Slash Boxes

SoylentNews is people

posted by LaminatorX on Sunday October 19 2014, @02:43AM   Printer-friendly
from the Mathamagician-of-Digitopolis dept.

Jim Edwards writes at Business Insider that Google is so large and has such a massive need for talent that if you have the right skills, Google is really enthusiastic to hear from you - especially if you know how to use MatLab, a fourth-generation programming language that allows matrix manipulations, plotting of functions and data, implementation of algorithms, creation of user interfaces, and interfacing with programs written in other languages, including C, C++, Java, Fortran and Python. The key is that data is produced visually or graphically, rather than in a spreadsheet.

According to Jonathan Rosenberg, Google's former senior vice president for product management, being a master of statistics is probably your best way into Google right now and if you want to work at Google, make sure you can use MatLab. Big data — how to create it, manipulate it, and put it to good use — is one of those areas in which Google is really enthusiastic about. The sexy job in the next ten years will be statisticians. When every business has free and ubiquitous data, the ability to understand it and extract value from it becomes the complimentary scarce factor. It leads to intelligence, and the intelligent business is the successful business, regardless of its size. Rosenberg says that "My quote about statistics that I didn't use [last night] but often do is, 'Data is the sword of the 21st century, those who wield it [are] the samurai.'"

This discussion has been archived. No new comments can be posted.
Display Options Threshold/Breakthrough Mark All as Read Mark All as Unread
The Fine Print: The following comments are owned by whoever posted them. We are not responsible for them in any way.
  • (Score: 3, Interesting) by novak on Sunday October 19 2014, @03:50AM

    by novak (4683) on Sunday October 19 2014, @03:50AM (#107472) Homepage

    I am sort of ashamed to admit this openly, but I am have used matlab for a number of years. Here's you shouldn't:

    0) Almost comical pricing. If I told you that it was around $5K per license, or four times that if you wanted to actually use the license at more than one computer, you might laugh. But that's only if you get it without any of dozens of toolkits which take it from a basic language to one with decent math libraries.
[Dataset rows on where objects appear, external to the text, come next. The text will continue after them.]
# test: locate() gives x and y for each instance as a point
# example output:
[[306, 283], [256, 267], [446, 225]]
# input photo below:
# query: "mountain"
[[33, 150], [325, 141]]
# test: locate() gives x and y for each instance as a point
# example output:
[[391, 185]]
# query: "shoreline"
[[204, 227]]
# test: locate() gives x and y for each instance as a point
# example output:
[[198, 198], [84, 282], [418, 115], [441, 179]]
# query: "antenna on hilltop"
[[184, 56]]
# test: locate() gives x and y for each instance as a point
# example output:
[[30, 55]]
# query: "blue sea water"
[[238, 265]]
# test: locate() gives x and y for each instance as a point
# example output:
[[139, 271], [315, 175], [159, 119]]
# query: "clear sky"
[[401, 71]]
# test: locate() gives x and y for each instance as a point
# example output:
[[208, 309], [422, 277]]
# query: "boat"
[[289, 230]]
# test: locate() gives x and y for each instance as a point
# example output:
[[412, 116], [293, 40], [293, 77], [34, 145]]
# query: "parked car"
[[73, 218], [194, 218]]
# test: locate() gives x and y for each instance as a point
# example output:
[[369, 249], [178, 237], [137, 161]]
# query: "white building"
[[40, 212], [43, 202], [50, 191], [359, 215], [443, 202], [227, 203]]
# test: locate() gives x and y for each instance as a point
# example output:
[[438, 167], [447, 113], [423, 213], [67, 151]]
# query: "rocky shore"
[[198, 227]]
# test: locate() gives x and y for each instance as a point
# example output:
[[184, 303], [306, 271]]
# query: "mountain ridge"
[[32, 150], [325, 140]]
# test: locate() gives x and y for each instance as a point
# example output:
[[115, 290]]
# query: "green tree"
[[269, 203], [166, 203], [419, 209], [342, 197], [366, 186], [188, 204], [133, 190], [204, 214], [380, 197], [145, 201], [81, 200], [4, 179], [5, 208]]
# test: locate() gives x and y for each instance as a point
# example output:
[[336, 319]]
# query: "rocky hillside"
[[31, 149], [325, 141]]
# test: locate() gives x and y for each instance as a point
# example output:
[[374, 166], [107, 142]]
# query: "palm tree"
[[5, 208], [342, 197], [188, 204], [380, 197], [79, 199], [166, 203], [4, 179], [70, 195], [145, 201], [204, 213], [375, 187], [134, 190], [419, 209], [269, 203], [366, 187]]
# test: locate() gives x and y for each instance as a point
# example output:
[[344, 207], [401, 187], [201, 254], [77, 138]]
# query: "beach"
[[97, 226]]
For a single user, Matlab often costs on the same order as the programmer using it.

    1) Demonstrably worse than open source alternatives. Matlab is really hard to work with, compared to alternatives. Nearly everyone prefers python for syntax/ usable OO, C or Fortran for speed, R for simplicity, and there's pretty much no ground that matlab actually wins at. Also it has lots of fun quirks. Try to use a named pipe in matlab on linux and learn all about how you never know when it will flush the buffer (so make sure you close that file).
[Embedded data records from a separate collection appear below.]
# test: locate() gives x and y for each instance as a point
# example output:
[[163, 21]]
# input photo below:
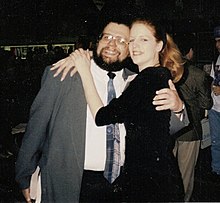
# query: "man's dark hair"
[[121, 13]]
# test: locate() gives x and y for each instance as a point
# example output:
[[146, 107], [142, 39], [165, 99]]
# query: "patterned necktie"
[[112, 164]]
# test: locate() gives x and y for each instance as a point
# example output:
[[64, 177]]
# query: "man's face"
[[217, 43], [113, 46]]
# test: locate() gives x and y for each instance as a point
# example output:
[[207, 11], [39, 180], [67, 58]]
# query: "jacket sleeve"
[[36, 131], [204, 90]]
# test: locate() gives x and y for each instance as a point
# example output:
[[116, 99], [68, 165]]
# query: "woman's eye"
[[144, 40]]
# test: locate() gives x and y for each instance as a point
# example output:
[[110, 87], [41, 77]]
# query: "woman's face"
[[144, 49]]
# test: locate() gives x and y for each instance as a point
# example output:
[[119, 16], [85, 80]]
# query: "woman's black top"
[[148, 142]]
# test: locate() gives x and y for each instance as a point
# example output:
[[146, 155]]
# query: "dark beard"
[[114, 66]]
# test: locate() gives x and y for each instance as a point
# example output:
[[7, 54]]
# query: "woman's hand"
[[82, 62], [168, 98], [65, 66]]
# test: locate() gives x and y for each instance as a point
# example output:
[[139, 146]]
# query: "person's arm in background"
[[33, 140]]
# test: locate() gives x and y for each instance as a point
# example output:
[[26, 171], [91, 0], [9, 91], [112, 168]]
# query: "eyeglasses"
[[120, 41]]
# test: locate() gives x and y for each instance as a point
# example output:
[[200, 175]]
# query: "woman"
[[150, 172]]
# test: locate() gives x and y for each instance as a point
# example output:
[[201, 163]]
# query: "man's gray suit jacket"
[[55, 139]]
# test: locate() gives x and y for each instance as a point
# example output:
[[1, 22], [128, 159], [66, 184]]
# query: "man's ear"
[[159, 46]]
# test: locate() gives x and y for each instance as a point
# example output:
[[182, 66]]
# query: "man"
[[214, 113], [60, 121], [194, 88]]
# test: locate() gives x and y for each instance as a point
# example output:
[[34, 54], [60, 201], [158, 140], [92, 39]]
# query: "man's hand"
[[168, 98], [216, 90], [27, 196]]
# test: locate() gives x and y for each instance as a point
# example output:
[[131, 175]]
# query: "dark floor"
[[207, 187]]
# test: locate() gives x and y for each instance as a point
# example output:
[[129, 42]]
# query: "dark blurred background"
[[25, 22]]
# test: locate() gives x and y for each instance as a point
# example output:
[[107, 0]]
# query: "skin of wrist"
[[179, 110]]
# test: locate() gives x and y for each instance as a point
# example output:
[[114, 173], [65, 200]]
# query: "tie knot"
[[111, 75]]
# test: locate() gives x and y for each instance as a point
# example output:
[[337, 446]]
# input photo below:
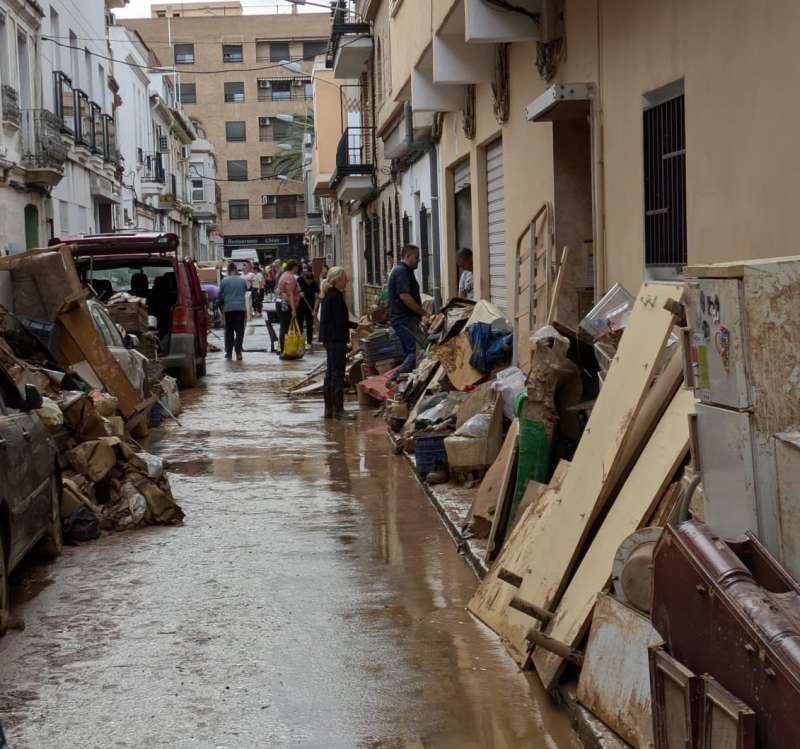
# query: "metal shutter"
[[496, 224]]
    2) Really slow. Matlab is very slow at data analysis, although it does have a feature where you can use code written in C as well. I used matlab for some very big data sets, doing very complex operations. It is not always possible to vectorize loops. Even when it is, it is often incredibly ugly and results in a lot of work to optimize. I typically spent a day optimizing things that only took single digit days to write. I may have written the code faster but I wasted so much time optimizing that I lost any gain. I did some benchmarking on complex data operations requiring dynamic memory allocation. Matlab was 2-3 times as slow as python, and on the order of 100 times as slow as C or Fortran, which are the languages that I would actually use for processing tens of GB of data.

    3) Actually the ugliest language I've ever used. And I don't mind using perl. I actually liked perl as a break from matlab. Matlab is just a tragedy of crappy syntax. There are times when the only options are to let an operation run 10 times as long as it ought or vectorize the entire thing into complete unreadability.

    4) Deceptive difficulty. Everyone thinks they can write matlab, or modify matlab, because they did it in school. When they get real, optimized code, they realize that the person who wrote it was working way over their level and that they cannot in fact understand it at all, much less improve it. Matlab frequently turns into a snowball of complexity.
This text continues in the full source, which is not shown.